EGU2020-10148
https://doi.org/10.5194/egusphere-egu2020-10148
EGU General Assembly 2020
© Author(s) 2022. This work is distributed under
the Creative Commons Attribution 4.0 License.

Tritium-Helium Dating of Groundwater in a Fractured and Karstified Carbonate Rock Aquifer

Karsten Osenbrück1, Freya Fünfgeld1, Jürgen Sültenfuss2, Nia Blackwell1, and Peter Grathwohl1
Karsten Osenbrück et al.
  • 1Center for Applied Geoscience, University of Tuebingen, Tuebingen, Germany (karsten.osenbrueck@uni-tuebingen.de)
  • 2Institute of Environmental Physics, University of Bremen, Bremen, Germany (suelten@uni-bremen.de)

Fractured and karstified aquifers are often vulnerable to pollution by nitrate or other anthropogenic compounds. Therefore, a better understanding of the flow and transport processes in these aquifers is imperative for effective drinking water management. In this study, we used the analysis of tritium and tritiogenic helium-3 concentrations to estimate the residence and exposure time of nitrate transported in a fractured groundwater system of the Upper Muschelkalk in southwest Germany.

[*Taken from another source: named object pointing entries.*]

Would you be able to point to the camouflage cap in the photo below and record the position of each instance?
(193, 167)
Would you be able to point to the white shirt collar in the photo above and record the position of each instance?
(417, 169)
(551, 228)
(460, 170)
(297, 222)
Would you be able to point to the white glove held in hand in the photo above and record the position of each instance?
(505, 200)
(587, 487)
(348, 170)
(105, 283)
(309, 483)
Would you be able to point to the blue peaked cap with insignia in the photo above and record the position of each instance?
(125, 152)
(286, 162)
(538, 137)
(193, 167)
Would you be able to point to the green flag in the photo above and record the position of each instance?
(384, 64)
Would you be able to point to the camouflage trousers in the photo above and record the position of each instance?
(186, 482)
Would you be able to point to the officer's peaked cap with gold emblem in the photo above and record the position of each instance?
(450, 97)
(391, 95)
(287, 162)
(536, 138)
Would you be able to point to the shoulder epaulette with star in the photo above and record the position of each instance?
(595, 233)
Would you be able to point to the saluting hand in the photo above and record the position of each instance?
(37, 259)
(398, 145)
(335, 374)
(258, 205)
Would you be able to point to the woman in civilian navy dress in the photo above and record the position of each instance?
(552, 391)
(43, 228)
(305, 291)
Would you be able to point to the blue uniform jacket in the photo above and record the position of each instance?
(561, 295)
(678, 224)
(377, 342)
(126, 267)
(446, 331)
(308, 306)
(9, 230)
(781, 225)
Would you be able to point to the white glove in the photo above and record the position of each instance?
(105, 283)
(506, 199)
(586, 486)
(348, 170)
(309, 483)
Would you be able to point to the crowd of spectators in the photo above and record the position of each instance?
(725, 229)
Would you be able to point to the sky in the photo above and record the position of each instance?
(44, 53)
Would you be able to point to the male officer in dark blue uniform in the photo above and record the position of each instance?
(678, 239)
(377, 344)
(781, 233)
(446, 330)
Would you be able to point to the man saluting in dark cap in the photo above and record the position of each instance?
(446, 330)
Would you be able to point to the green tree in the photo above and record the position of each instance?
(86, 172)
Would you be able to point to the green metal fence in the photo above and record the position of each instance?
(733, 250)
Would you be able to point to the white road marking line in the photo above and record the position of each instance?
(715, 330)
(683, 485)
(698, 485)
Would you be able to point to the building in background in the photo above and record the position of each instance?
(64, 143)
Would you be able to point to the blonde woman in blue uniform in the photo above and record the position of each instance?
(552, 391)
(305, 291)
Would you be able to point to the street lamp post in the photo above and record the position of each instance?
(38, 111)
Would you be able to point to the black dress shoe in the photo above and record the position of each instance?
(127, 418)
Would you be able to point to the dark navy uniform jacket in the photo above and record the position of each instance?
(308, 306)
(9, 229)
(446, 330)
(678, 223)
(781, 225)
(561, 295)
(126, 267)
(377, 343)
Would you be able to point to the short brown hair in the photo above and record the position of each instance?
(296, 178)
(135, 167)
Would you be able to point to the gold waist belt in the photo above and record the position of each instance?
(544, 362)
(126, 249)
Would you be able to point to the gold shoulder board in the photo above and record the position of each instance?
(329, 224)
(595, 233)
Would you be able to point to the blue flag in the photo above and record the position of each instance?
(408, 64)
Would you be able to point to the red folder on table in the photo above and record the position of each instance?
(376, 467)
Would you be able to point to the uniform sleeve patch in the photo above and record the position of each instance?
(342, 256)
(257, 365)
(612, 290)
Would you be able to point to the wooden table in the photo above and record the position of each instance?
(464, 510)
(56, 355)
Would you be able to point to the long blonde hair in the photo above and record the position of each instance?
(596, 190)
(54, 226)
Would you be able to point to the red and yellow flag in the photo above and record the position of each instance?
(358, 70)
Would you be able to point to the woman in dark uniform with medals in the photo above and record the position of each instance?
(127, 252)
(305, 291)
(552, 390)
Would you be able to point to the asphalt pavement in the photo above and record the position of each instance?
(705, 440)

The recharge area is characterised by elevated nitrate concentrations of up to 60 mg/L which are in accordance with dominating agricultural landuse in the catchment. Further along the groundwater flow direction a significant decrease in dissolved oxygen as well as nitrate concentrations to values close to the detection limit is observed.

Tritium/3He ages were found to be in the range of zero to forty years. However, in the fractured aquifer the age tracers were most probably affected by mixing and exchange processes that might change the concentration as well as the ratio of tritium and helium-3 in addition to radioactive decay. Therefore, we investigated the impact of different transport processes such as mixing of water parcels at fracture joints or exchange between mobile water on fractures and the pore matrix using forward convolution approaches for both isotopes separately.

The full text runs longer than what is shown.